На площади перед храмом воцарилась тишина, лишь старцы на паперти шуршали словами молитвы да славили святого отца Григория, крестом и посохом отразившего врагов христиан.

— Полно, полно вам, старцы, похвала во вред православному христианину, — остановил их священник Григорий и добавил: — Несите бдение с помощью Господа Бога, я же помолюсь с паствою. — Но в ризнице силы покинули его. Опустившись в греческое кресло, Григорий откинул голову на высокую спинку и закрыл глаза. Он сидел неподвижно и, казалось, уснул. Но нет, сон не шел к нему, хотя он и жаждал его. В тысячный раз, может быть, Григорий окунулся в прошлое, ворошил сено сорокалетней давности, да все не удавалось доворошить до конца и предать сей труд забвению.

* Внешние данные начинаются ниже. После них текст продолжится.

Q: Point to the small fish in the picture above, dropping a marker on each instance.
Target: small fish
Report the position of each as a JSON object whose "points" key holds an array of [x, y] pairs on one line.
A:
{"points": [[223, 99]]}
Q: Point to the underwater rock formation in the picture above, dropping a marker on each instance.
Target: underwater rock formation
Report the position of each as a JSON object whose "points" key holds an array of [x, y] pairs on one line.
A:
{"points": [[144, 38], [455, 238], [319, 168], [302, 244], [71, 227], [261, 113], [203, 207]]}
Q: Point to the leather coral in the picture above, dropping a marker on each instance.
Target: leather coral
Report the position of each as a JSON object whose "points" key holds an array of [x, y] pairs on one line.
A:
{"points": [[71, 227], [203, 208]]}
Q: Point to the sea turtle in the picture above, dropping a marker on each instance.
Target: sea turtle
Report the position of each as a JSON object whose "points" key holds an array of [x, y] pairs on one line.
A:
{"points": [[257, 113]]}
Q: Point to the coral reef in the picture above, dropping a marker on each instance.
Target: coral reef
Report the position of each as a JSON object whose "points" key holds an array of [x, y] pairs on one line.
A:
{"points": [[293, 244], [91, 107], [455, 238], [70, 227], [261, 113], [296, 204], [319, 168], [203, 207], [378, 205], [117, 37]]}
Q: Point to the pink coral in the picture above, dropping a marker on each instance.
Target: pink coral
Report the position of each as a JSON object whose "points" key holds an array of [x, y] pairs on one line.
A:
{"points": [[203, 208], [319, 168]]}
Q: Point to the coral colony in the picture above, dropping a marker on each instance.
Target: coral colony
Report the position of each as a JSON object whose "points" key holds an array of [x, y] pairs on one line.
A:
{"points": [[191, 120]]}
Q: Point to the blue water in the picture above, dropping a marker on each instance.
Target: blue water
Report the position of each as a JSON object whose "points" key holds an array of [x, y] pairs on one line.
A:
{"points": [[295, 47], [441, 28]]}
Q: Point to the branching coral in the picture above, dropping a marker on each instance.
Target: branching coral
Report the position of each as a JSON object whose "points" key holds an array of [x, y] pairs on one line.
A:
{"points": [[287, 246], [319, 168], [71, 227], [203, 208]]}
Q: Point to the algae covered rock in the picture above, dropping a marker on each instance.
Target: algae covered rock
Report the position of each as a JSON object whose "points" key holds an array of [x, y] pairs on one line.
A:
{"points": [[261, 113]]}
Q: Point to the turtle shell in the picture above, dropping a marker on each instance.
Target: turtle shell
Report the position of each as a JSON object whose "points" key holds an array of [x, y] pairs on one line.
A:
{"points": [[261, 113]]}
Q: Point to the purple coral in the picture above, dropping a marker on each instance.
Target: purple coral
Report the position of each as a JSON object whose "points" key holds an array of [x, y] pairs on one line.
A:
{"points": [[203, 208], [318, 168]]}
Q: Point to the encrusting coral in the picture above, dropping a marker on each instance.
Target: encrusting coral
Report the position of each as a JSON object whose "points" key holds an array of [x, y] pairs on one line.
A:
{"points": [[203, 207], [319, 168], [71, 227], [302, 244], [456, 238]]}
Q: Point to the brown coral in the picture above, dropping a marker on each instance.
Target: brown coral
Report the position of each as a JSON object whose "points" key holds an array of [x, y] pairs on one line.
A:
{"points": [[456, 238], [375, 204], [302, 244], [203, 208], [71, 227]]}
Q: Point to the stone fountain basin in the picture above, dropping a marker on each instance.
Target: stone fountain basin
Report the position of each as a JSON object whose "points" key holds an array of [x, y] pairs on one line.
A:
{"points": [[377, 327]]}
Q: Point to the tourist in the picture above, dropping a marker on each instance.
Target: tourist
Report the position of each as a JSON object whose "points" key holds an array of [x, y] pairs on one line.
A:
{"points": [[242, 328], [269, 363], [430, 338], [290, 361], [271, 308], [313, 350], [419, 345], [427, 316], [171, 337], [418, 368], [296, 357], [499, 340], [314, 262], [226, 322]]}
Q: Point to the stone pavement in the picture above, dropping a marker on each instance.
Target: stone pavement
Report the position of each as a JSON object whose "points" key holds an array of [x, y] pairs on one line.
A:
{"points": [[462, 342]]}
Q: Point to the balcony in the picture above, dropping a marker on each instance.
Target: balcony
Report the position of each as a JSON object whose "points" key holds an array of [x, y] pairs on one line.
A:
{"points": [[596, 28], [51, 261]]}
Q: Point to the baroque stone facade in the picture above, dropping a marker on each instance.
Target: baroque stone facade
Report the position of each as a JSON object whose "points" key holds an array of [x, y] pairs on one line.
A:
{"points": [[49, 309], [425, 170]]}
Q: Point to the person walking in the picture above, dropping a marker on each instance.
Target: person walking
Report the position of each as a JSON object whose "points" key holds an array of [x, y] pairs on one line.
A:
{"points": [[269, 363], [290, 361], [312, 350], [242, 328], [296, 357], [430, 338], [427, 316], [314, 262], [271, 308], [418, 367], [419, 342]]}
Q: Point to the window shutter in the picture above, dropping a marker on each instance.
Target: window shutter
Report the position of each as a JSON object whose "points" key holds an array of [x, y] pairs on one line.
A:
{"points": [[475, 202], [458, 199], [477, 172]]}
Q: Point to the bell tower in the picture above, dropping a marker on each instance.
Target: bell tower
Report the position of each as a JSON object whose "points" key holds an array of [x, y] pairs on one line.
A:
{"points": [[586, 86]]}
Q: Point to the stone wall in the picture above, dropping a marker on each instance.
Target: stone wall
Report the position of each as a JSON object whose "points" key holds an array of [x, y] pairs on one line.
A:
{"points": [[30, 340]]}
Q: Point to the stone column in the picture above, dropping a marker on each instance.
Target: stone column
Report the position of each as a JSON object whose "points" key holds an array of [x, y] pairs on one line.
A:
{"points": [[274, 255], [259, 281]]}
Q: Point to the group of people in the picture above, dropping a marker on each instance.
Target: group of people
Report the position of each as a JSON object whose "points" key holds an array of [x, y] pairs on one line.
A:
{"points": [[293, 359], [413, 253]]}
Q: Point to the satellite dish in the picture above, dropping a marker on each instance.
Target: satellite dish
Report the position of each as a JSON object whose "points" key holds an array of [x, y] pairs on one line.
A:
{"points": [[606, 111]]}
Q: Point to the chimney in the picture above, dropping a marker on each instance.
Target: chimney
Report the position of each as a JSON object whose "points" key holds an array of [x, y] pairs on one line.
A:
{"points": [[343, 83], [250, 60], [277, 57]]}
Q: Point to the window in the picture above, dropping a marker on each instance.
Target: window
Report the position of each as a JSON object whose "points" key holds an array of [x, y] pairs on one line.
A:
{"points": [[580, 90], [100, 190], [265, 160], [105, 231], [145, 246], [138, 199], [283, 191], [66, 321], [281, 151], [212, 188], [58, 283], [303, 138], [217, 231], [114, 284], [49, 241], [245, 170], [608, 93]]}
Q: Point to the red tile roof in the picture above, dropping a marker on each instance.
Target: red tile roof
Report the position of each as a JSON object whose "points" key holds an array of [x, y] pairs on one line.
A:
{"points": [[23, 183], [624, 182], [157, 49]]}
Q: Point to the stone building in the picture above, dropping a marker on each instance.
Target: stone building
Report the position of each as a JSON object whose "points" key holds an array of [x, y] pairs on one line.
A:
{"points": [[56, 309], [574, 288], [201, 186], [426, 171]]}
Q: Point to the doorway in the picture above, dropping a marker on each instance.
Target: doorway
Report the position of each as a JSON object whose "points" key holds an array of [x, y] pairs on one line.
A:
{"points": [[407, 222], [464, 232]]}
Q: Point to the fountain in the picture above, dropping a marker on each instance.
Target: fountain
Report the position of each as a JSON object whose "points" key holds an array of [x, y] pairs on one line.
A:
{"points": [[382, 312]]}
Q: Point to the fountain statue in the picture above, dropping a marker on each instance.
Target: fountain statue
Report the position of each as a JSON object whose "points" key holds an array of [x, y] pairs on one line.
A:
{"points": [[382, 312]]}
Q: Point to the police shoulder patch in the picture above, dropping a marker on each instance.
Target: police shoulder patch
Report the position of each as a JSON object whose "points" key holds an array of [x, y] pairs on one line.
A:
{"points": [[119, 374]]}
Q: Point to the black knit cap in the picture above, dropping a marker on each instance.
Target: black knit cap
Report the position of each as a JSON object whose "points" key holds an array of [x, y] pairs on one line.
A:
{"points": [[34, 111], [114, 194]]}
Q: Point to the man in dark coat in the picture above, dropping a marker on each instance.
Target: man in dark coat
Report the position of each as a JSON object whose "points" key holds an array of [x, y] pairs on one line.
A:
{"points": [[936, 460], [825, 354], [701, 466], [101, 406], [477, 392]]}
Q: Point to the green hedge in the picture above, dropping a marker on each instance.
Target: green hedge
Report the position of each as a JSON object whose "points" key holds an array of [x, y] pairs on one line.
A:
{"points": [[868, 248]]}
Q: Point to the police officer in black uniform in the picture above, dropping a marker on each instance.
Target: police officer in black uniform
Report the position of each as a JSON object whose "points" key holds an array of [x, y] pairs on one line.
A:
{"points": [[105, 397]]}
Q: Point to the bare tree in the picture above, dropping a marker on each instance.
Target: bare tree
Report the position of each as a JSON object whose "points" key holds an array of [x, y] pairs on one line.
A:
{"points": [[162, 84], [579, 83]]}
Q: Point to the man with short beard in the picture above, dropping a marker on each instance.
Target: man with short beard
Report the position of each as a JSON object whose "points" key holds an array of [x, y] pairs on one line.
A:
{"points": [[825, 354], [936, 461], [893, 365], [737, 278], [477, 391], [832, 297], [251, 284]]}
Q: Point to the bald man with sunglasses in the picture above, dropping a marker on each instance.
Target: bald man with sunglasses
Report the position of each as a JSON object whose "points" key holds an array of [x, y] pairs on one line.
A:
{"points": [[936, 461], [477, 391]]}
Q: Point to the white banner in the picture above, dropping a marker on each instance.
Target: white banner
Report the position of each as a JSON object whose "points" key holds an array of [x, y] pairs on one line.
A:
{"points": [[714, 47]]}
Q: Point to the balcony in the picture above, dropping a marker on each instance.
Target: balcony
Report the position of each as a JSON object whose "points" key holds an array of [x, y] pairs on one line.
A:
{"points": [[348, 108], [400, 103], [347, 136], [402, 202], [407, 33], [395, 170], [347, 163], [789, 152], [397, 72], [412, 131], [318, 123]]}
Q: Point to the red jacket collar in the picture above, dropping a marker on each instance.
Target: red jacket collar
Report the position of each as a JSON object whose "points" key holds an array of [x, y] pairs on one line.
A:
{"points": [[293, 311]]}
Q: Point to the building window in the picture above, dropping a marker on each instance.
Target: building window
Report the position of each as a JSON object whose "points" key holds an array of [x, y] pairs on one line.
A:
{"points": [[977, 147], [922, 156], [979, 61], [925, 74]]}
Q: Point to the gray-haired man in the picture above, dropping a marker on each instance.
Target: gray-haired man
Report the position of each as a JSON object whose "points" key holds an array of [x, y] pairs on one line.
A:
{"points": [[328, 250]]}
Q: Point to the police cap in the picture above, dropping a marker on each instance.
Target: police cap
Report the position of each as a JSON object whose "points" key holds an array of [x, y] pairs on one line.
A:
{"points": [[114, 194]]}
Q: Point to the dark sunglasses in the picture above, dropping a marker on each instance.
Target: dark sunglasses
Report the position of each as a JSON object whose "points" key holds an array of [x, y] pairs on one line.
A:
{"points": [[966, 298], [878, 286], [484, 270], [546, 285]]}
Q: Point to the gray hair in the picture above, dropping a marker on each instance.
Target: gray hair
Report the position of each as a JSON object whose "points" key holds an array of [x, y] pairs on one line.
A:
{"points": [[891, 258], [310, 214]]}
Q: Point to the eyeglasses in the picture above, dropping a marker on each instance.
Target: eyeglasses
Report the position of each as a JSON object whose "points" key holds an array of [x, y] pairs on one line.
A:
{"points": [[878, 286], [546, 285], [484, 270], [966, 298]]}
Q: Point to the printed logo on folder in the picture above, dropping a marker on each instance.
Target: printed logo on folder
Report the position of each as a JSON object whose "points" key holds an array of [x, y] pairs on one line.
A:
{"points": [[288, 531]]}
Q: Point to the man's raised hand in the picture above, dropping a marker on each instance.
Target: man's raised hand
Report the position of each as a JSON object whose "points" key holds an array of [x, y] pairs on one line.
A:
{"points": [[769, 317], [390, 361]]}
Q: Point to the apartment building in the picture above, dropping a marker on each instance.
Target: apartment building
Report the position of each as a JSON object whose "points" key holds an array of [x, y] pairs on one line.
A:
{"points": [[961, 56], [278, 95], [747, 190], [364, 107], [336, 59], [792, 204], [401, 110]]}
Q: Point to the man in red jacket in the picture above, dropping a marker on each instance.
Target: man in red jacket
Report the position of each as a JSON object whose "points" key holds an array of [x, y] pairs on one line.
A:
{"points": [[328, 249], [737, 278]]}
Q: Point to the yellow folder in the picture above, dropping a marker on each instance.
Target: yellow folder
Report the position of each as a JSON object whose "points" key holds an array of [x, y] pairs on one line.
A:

В ту далекую пору, на заре десятого века, он, семнадцатилетний юноша, заболел любовью к соседке, десятилетней княжне Прекрасе. А точнее сказать, болезнь пристала к нему много раньше. И первое удивление своим горячим чувствам к прекрасной девочке он испытал, когда Прекрасе было пять лет. Жили они рядом в центре Изборска, и окна его дома, где он жил с родителями, смотрели на княжеские палаты, где росла будущая великая княгиня Ольга. В пятилетием ребенке Егор распознал все, чему потом будут дивиться зрелые мужи, хотя бы раз увидевшие княжну, княгиню, славянку Прекрасу. Григорий никогда не пытался описать ее облик. У него не хватало слов выразить, какие у нее были глаза, то ласковые, то лукавые, то сердитые и даже гневные, но всегда прекрасные. Он не знал, с чем сравнить стать отроковицы, а позже — девы. В золотую косу Прекраса могла закутаться, как в беличью полость. И умна, рассудительна она была не по годам, озорна и иг рива. Да книжна. Могла просиживать за берестяными грамотами целыми днями. До восьмилетнего возраста Прекрасы Егор часто встречался с нею, случалось, играли вместе на площади перед палатами. И вдруг отец строго — настрого запретил ему даже подходить к Прекрасе. Вскоре же князь Избор вовсе увез ее из города, спрятал в деревне. И случилось сие вслед за появлением из Киева великого князя Олега. Узнал Егор в те дни, что отроковица Прекраса наречена в невесты сыну князя Рюрика Игорю. И чтобы сберечь ее от сглазу, от какого‑либо девичьего урона, ее отвезли в деревню Выдубцы под присмотр двух сестер князя Игоря и стражей у ворот дома. Сестры Игоря держали невесту в затворничестве и строгости.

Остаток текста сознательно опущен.